NLP has recently shown its capability for capture, extract and standardize information from free radiology reports and electronic health records in different clinical scenarios (21-23). There is a growing interest in the use of rule-based NLP approaches for extracting relevant information from radiology reports, as we have used for our study. Recently, Laurent et al. evaluated the capability of rule-based NLP for automatic classification of tumor response from radiology reports and how to integrate it into clinical oncology workflow with an overall accuracy of 0.82 (24). An algorithm for extraction of information from abdominal aortic aneurysms from radiology reports has lately been developed by Gaviria-Valencia et al. using a ruled-based algorithm with an accuracy of 0.97 (25). They suggest that this kind of approach would support automatic input for patient care. Although we show the ability of NLP to evaluate the degree of adherence of radiologists to the ASSR, ASNR and NASS recommendations for lumbar disc nomenclature, we also acknowledge several limitations of our work. One major limitation in this study is that all the MRI reports are from the same radiology site which potentially introduces bias in the results. Evaluation of our NLP algorithms at other radiology institutions would provide a better insight about changes in the way MRI lumbar spine studies are reported.

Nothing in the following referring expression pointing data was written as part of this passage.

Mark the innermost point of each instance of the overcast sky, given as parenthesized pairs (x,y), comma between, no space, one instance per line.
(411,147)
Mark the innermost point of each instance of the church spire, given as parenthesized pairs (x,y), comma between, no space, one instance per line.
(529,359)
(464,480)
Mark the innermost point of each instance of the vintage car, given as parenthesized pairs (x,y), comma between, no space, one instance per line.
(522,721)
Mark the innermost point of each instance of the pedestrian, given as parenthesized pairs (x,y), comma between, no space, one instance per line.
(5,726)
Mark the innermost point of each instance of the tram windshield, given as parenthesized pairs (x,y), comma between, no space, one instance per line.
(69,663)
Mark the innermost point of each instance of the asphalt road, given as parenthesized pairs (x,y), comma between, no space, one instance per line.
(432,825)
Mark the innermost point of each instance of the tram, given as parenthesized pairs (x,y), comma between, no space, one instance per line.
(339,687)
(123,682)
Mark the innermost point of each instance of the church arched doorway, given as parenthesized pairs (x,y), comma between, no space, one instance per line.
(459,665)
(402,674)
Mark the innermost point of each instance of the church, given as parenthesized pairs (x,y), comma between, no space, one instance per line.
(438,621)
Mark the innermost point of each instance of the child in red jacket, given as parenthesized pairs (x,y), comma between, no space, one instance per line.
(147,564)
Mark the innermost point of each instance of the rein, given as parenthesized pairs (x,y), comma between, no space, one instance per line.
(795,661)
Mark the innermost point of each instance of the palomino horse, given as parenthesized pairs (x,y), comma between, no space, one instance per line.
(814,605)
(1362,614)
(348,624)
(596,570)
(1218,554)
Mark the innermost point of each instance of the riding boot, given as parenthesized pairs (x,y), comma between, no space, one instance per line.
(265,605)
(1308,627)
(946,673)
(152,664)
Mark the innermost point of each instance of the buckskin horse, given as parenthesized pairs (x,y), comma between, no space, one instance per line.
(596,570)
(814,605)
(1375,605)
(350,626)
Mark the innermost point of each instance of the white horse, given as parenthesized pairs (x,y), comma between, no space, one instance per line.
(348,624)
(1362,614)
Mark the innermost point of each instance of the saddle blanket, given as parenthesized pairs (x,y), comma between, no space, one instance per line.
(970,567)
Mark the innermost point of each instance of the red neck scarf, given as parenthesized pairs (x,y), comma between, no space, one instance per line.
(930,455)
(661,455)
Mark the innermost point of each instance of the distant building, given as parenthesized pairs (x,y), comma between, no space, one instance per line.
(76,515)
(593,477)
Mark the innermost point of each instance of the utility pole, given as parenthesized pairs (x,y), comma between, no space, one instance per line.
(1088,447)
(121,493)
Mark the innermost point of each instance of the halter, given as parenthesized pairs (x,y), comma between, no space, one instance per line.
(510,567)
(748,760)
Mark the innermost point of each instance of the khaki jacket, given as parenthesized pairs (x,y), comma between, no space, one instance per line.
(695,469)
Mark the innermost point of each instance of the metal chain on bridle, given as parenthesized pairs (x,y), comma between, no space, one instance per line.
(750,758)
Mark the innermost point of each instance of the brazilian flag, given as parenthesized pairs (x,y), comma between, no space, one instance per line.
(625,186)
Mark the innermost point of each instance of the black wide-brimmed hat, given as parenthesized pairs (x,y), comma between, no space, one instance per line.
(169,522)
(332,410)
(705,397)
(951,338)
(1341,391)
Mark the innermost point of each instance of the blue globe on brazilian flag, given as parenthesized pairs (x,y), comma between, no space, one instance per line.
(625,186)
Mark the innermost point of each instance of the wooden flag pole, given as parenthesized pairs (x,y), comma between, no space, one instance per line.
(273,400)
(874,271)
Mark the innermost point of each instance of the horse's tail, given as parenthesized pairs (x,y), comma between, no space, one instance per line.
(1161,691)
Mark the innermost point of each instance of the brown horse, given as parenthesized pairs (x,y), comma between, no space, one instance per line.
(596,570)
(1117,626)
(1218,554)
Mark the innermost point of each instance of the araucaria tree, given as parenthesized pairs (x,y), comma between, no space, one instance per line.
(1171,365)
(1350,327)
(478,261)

Regarding methodology, we have used MRI lumbar spine reports with and without pathological findings. However, since the goal of the manuscript is mainly to evaluate changes in terms related to lumbar disc pathology, the existence of reports without relevant findings does not influence the way radiologists use new terms describing pathology. Since the system matches terms with radiological reports to extract the information from the text, it cannot interpret lexical ambiguities such as homonymy and polysemy. In future work, the use of machine learning (ML) models should be a challenge to be met (26). We are aware that some less frequent categories, such as those related to containment, continuity, migration, volume, or composition of displaced material as well as spinal canal stenosis, have not been considered for analysis in this work. These categories could be included in further analysis.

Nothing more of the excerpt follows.